Letter to the Editor of The Australian Financial Review

1 December 2011

In response to an article published in The Australian Financial Review today the Chief Executive Officer of the AOFM has sent the following letter to the Editor of The Australian Financial Review:

Your article “Labor dodges blowout in debt ceiling” looks like an attempt to sensationalise standard operating procedure at the AOFM. While not warranting merit, it does warrant a response given that it contains errors, is misleading and is offensive and irresponsible in its inference.

The AOFM makes operational decisions about issuance programs independently of Government; a long standing practice. Therefore, there is not, nor has there been, any direction or attempted influence from Government over AOFM operational decisions.

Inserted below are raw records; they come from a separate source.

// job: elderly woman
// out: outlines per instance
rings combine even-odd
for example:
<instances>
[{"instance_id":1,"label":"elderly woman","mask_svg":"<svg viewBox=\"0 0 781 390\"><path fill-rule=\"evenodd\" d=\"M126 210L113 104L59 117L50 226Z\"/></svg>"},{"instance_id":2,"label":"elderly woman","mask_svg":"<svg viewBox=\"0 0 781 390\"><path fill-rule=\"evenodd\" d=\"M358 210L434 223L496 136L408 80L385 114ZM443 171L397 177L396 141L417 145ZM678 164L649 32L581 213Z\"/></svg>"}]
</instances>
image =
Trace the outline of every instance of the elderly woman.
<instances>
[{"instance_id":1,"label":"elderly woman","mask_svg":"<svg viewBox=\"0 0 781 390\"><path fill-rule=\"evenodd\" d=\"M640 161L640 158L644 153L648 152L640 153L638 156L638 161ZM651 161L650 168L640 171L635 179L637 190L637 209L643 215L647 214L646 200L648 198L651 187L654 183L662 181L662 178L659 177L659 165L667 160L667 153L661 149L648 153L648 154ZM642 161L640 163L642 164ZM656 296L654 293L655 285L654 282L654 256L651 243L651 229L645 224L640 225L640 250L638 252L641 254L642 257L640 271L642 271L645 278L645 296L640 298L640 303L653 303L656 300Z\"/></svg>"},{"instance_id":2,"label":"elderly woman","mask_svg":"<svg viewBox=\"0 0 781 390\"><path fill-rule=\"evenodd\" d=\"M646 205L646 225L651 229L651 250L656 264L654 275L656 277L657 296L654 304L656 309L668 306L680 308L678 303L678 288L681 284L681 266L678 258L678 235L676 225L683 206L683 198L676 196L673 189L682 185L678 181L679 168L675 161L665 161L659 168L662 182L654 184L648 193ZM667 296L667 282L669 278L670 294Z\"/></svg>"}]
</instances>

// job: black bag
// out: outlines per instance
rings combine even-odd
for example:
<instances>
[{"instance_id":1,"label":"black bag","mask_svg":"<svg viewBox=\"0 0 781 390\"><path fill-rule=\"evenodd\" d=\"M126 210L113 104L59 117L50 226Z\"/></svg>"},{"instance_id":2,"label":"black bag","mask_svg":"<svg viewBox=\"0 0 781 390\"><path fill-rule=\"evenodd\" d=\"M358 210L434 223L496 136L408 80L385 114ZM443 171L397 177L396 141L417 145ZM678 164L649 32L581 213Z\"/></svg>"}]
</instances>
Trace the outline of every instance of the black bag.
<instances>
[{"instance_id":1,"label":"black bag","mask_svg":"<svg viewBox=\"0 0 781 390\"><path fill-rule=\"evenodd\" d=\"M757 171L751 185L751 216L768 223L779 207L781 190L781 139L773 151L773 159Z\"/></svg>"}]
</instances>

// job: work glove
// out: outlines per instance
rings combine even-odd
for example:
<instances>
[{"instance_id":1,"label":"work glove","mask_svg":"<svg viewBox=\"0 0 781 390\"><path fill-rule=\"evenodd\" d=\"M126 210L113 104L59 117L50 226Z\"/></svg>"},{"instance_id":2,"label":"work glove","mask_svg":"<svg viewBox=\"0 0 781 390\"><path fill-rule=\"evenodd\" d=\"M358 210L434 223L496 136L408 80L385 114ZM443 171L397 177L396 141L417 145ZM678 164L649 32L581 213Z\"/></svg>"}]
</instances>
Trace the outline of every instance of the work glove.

Furthermore, we more than anyone understand the importance to financial markets of transparency and consistency in the way the AOFM operates. The implication that somehow we have been opportunistic in developing our long term bond program is simply not based in fact. Our website demonstrates a history of advance notice to markets as to our intentions. The website also gives a detailed history of our pattern of issuance. While longer bonds may enjoy a greater increase in price than do shorter bonds for a given fall in interest rates, the AOFM sets its issuance with regards to objectives such as building liquidity, meeting market demand and balancing the cost of issuance with variability in interest costs.

The claim that the AOFM is attempting to circumvent the legislated debt cap by targeting particular parts of the yield curve is also not based in fact and is quite frankly absurd. International conditions, together with Australia’s strong credit status, combine to offer strong demand and low yields on government bonds. When a new bond line is opened, we set the coupon at close to par based on prevailing rates and in fact we recently launched a new long bond line at a discount – not a premium. As all yields have now fallen due to market outcomes below their coupon rates, no bond currently trades at a discount to its face value. Therefore, issuance at a premium occurs by implication – not by objective.

The AOFM has always been open in the conduct of its operations. We have also been freely available to clarify technical issues and advise of the facts when requested of us. It is a pity that wasn’t considered prior to the article in question going to print.